Do precut studs make sense?
Why is the length of a precut stud 92-5/8 in.? With the sole plate and two top plates at 1-1/2 in. each, the total wall height is 97-1/8 in. So with 1/2-in. drywall on the ceiling, a 7/8-in. gap is left, which is too much in my book. If you add 1×3 strapping to the ceiling, as they do on the East Coast, you’re left with 1/8 in., which is too tight. What is the logic of this standard?
Art Pearse, via e-mail, None
Mike Guertin, co-author of Precision Framing , replies: The answer is that 92-5/8-in. studs leave about a 1/2-in. to 7/8-in. gap depending on the thickness of the plate stock, and that’s a good thing. I have two takes on it.
When I hang drywall, I want wiggle room. The ceiling can dip (especially under roof trusses on a wide building), or the floor can have a hump. The last thing I want is to have to trim 1/4 in. off a sheet of drywall. The extra 1/2-in. to 7/8-in. gap avoids this problem. After attaching drywall to the ceiling, lift the wall sheets up to the ceiling sheet, and leave the gap at the bottom plate. The bottom edge of the drywall should still be in contact with the plate.
This gap gives me an expansion perimeter when I’m installing hardwood flooring. And if I install 1/2-in. underlayment before framing interior walls, the extra space comes in handy. Once the baseboard is installed, the gap is covered.

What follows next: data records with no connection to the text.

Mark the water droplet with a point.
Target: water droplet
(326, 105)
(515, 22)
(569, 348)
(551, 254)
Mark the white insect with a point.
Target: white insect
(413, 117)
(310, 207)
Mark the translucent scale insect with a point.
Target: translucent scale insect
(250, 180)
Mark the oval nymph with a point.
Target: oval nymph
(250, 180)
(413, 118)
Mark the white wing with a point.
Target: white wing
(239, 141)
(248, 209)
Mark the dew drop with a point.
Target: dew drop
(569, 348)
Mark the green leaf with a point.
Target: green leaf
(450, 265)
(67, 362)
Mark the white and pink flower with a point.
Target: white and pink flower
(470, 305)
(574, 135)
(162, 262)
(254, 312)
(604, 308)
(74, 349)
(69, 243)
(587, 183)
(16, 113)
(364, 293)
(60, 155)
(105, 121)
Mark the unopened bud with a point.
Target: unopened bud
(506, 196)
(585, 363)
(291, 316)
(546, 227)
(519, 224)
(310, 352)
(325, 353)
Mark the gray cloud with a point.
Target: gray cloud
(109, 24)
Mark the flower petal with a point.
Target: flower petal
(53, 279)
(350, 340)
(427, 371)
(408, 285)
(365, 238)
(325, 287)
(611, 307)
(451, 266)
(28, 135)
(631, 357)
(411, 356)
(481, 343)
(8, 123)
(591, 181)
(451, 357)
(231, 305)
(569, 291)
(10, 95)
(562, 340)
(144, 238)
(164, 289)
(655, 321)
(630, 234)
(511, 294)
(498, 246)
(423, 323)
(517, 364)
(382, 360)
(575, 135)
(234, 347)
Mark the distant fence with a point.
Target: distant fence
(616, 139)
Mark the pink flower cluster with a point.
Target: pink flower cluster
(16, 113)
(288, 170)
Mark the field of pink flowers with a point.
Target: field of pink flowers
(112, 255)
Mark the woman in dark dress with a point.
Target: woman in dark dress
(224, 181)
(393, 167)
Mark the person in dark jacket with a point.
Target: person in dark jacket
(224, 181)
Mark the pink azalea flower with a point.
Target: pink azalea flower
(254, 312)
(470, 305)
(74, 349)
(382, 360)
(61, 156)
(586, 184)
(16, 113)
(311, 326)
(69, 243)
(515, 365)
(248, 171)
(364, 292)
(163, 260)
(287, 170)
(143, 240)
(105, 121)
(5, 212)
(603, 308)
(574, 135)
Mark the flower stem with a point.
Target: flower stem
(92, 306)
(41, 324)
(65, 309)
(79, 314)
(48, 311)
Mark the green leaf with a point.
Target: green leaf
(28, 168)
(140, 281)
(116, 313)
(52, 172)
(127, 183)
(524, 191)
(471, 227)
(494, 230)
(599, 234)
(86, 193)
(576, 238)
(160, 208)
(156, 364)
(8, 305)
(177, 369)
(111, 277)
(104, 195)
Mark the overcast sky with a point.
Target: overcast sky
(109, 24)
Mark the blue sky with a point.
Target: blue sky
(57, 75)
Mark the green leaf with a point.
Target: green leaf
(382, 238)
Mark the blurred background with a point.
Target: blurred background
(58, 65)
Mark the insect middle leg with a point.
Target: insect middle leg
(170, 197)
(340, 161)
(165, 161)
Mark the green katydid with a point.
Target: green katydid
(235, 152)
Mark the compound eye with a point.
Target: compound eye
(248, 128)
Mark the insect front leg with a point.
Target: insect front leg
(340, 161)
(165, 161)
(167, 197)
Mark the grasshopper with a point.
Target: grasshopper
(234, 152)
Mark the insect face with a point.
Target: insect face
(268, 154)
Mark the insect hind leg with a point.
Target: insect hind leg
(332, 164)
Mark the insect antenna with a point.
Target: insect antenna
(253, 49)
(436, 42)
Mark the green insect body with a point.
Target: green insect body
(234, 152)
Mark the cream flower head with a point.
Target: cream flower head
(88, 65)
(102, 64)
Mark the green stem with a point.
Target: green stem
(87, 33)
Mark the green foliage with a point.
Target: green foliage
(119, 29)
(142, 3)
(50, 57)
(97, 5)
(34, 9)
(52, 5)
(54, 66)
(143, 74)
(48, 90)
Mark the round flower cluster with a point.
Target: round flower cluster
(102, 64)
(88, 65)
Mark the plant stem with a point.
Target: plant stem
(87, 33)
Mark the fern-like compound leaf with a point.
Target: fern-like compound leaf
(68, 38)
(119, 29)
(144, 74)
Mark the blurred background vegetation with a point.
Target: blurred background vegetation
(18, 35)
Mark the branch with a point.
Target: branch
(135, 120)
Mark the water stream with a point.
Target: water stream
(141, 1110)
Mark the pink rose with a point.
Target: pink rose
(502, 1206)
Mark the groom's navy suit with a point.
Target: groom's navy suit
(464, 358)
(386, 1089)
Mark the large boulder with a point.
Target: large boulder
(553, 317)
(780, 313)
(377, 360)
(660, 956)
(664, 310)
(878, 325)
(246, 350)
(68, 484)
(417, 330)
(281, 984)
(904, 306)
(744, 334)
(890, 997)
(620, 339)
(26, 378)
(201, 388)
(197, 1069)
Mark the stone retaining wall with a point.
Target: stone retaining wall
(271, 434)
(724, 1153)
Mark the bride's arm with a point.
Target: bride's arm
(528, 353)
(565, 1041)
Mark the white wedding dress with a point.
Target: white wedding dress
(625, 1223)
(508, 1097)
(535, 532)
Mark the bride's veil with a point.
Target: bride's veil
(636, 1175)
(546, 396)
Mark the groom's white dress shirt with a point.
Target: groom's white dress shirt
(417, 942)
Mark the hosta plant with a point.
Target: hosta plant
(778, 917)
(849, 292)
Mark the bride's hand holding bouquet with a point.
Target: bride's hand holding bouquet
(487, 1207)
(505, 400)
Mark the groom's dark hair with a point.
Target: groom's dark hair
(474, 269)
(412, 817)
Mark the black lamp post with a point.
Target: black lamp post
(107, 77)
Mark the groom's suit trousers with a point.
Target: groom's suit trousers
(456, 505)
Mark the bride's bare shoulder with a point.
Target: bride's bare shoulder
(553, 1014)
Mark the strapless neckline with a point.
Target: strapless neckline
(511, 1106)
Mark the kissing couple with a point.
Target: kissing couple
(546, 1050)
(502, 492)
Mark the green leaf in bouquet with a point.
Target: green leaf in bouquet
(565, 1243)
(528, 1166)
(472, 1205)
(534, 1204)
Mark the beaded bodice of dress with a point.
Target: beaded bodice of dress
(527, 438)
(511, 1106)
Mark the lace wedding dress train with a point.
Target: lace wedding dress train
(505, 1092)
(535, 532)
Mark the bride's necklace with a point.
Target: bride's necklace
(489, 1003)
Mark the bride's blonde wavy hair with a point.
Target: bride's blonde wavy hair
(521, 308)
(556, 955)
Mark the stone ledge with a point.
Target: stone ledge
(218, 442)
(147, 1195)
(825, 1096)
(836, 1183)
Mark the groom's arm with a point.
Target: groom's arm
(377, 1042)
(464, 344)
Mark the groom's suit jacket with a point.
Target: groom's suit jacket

I just thank the mills for making precuts at all. They save me a lot of time (and wasted material) for no extra charge. And if you strap your ceilings with 1×3, just sandwich some 1/2-in. plywood or oriented strand board scraps between the two top plates to avoid having to trim the drywall. I’ve been using precut studs successfully for years. I just can’t wait for them to start cutting 94-1/8-in. studs that I can use for optimumvalue-engineered single-plate wall framing.